In the ASCEND study, as I said, 310 patients were randomized; 155 treated with acalabrutinib monotherapy, 155 with either idelalisib plus rituximab or bendamustine plus rituximab. The vast majority indeed chose idelalisib plus rituximab.
It's somehow the first trial that compares 2 novel therapies, a BTK inhibitor on one side and PI3 kinase inhibitors on the other side. Only 36 patients were enrolled to be treated with bendamustine plus rituximab.
An interim analysis have been already presented at EHA. Here, we presented the final results of the study that indeed confirmed a benefit in terms of progression‑free survival.
Which is the median progression‑free survival is not yet reached with acalabrutinib, while instead it was already reached in the interim analysis for idela plus rituximab or bendamustine plus rituximab in between 15 or 16 months with the 2 treatments.
The interesting point is that patients, even with a high‑risk genomic feature, which may include patients with 17p deletion, patients with TP53 mutation, or patients with unmutated immunoglobulin genes, they also had exactly the same benefit when using the acalabrutinib. This benefit is maintained even with the 6‑month longer follow‑up.
The median follow‑up of the study at the final stage was 22 months. On the other side, as I spoke, I mentioned about the safety and tolerability of the drug. The safety profile was indeed showing that patients were tolerating better acalabrutinib monotherapy rather than idelalisib plus rituximab.
Indeed, the rate of discontinuation, which was high as expected with idela combination, around 50%. It was much lower with acalabrutinib monotherapy, though the time of exposure was much longer.

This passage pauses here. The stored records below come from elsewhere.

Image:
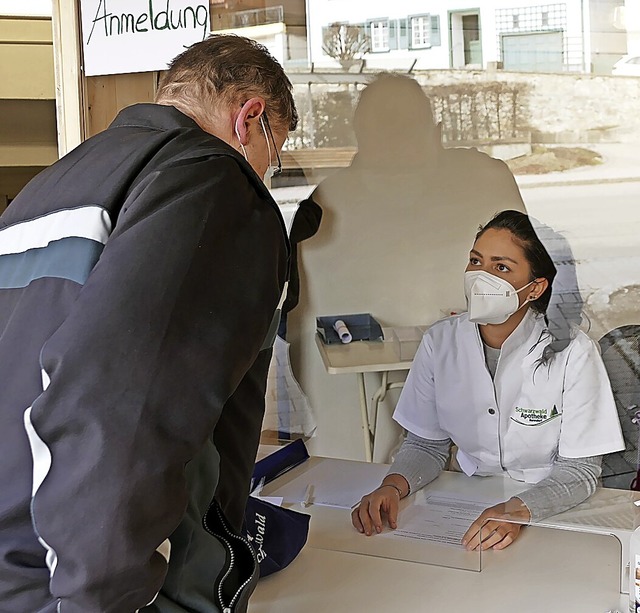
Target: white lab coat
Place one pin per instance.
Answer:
(523, 419)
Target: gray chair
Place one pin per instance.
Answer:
(621, 355)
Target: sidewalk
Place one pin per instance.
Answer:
(621, 163)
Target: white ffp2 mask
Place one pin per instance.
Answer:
(490, 299)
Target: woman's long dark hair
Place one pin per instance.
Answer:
(542, 266)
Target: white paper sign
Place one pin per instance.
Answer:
(121, 36)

The most common adverse events were diarrhea, headache, which is typical of acalabrutinib, but short‑lasting, a couple of weeks.
Anemia and neutropenia, and also infections, which is especially in the relapsed/refractory setting, quite common, after having the patients received many prior lines of therapy.

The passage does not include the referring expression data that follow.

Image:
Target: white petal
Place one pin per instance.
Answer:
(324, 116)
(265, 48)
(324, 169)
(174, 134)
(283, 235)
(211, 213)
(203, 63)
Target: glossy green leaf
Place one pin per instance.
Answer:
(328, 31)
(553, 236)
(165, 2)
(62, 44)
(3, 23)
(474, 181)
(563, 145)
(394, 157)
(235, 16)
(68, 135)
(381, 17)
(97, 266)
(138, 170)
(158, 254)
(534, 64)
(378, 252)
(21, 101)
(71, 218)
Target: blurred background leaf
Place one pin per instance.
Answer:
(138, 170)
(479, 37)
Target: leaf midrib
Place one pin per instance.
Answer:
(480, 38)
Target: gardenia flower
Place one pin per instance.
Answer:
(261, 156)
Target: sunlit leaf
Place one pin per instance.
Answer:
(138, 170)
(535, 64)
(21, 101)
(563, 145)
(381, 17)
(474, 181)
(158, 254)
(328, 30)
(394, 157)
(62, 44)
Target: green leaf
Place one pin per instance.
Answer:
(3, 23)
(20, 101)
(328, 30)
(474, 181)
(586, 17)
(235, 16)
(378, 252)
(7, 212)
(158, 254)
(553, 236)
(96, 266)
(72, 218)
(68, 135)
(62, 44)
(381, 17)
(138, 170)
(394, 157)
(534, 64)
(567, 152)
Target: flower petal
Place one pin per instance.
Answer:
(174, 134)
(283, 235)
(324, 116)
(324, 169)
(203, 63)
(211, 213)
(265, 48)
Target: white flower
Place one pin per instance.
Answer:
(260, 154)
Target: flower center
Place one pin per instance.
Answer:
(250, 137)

Talking about the adverse events of clinical interest, which are the one that are thought to be more likely related to BTK inhibition, frequency of atrial fibrillation and hypertension was low. The bleeding also was, interestingly, low, with 26% of the patients experiencing bleeding, the vast majority minor bleeding. Indeed, we didn't have any intracranial major hemorrhage.
Having said that, we can say and summarize that acalabrutinib, it's a second‑generation BTK inhibitor that will be active in some region of the world, already approved and available to doctors, would be very likely also in other regions.
Based on the results of the ASCEND study and also the ELEVATE study, which is the first‑line study, a phase 3 comparing acalabrutinib plus or minus obinutuzumab versus chlorambucil plus obinutuzumab in elderly patients, treatment‑naive.
These 2 studies, ASCEND and ELEVATE, are the basis, as I said, for approval around the world. That will allow doctors to have another option when thinking about BTK inhibition, which seems to be well‑tolerated and have also a prolonged and sustained efficacy. Thank you very much for your attention.